Researchers have planted cotton, peanuts and corn and are using the Irrigator Pro computer software program to schedule irrigation.

“With Irrigator Pro, you input soil moisture data, crop age, soil type and rainfall. It then gives you a basis on whether or not to irrigate.

“It gives you an idea of the soil moisture before the plants show stress. We've used Irrigator Pro both on diked and non-diked fields,” he says.

Furrow-diking is a tillage operation that creates a series of basins and dams in the furrow to catch and absorb water delivered by either rainfall or irrigation. “If it's diked, we'll hopefully capture more water per irrigation and rainfall, and there will be less runoff. That should extend the amount of time the soil will provide water to the plant,” says Nutti.
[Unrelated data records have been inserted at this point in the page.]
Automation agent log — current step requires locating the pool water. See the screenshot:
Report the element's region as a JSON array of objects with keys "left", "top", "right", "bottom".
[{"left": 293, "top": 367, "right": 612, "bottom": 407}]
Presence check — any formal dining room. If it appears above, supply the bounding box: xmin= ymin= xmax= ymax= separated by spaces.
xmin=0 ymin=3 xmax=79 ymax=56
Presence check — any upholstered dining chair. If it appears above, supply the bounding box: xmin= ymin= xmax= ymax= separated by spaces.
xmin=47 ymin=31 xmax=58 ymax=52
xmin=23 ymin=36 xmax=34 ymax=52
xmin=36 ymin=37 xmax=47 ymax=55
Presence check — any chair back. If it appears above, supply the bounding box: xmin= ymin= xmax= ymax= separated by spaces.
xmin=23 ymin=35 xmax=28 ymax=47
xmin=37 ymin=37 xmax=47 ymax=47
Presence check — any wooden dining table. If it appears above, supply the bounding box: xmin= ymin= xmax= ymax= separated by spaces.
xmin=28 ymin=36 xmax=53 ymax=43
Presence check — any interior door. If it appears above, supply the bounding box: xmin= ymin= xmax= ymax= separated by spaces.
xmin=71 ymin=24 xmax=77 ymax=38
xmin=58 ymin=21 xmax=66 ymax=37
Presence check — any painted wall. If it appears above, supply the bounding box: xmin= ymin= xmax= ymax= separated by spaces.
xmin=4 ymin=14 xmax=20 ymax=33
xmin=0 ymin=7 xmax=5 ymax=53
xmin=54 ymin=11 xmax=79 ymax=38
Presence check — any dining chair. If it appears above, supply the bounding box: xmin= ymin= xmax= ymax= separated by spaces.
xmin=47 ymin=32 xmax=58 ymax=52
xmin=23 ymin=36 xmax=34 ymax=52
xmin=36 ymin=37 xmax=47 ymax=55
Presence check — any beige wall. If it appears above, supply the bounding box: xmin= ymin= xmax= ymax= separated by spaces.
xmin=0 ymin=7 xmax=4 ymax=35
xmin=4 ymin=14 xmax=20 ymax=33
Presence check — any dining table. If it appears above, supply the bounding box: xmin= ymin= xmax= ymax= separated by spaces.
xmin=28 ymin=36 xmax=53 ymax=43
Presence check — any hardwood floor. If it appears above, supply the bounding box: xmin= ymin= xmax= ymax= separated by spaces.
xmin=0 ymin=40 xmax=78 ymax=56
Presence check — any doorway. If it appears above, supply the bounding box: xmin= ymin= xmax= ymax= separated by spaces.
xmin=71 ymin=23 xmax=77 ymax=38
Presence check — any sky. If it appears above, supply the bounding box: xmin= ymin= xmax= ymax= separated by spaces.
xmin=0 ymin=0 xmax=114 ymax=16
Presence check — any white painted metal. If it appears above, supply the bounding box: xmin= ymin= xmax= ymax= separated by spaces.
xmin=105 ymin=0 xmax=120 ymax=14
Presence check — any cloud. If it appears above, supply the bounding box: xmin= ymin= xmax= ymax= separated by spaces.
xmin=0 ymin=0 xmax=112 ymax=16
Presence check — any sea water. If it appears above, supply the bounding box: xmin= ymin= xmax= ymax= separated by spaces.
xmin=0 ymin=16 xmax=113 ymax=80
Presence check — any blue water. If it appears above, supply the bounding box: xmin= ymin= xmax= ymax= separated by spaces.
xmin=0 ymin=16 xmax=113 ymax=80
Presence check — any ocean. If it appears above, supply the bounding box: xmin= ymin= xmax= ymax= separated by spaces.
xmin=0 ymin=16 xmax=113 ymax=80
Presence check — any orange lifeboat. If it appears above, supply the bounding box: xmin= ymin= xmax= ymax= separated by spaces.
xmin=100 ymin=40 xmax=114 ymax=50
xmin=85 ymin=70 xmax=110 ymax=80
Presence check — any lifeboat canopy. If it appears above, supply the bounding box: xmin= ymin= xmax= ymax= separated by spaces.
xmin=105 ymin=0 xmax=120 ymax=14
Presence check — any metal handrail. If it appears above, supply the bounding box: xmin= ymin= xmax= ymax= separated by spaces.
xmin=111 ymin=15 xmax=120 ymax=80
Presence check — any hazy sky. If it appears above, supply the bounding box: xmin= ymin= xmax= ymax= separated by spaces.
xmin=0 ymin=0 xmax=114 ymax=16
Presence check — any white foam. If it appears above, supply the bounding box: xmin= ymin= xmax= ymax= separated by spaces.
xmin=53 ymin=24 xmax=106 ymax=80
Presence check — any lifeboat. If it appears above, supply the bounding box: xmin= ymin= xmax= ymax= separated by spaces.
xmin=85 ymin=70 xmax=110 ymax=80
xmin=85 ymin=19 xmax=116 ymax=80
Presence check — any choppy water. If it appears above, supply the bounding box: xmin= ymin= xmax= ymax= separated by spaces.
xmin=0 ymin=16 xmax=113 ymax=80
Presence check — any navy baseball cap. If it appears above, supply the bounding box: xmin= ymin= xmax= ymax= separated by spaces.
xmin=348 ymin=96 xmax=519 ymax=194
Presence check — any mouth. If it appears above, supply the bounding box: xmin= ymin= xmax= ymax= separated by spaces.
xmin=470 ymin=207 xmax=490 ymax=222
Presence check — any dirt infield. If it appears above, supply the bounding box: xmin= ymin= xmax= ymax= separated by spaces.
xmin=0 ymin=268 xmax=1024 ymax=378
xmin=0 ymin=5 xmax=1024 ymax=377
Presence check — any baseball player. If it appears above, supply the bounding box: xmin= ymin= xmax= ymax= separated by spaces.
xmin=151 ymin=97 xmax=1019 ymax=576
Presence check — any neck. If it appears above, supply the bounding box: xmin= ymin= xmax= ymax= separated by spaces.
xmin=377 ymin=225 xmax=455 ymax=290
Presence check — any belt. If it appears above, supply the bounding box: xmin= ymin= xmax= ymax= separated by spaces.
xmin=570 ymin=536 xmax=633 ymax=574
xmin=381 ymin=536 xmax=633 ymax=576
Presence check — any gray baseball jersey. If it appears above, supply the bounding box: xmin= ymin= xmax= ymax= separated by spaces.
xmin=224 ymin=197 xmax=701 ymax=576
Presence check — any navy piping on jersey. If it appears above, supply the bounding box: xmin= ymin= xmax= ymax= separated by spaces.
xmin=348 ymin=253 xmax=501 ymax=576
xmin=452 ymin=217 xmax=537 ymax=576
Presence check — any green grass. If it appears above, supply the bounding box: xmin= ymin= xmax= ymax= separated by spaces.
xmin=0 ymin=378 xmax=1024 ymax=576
There was plenty of rainfall in 2005, he says, and the peanut and cotton crops required only one irrigation. Furrow-diked corn received three irrigations and non-diked corn required five irrigations. Despite abundant rainfall, higher levels of soil moisture were maintained in plots with furrow-dikes compared to conventional plots. Similar yields were attained regardless of furrow-diking. No detrimental effects such as water logging or digging losses in peanuts were observed with furrow-diking.

“In 2006, we had a very dry year, and we were able to save 1 inch of irrigation on cotton,” says Nutti. “Also, in one of our trials, we saw a 21-bushel increase in corn yield when we irrigated a diked plot alongside a non-diked plot. In our cotton crop so far this year, we've saved 3 inches of irrigation by furrow-diking.”

From June 30 until about two weeks into July, the furrow-diked plots were irrigated three times while the non-diked plots were watered four times, he says. “During this period, we received about 1.4 inches of rain on this farm — that is part of the 6 total inches we've received since March,” says Nutti.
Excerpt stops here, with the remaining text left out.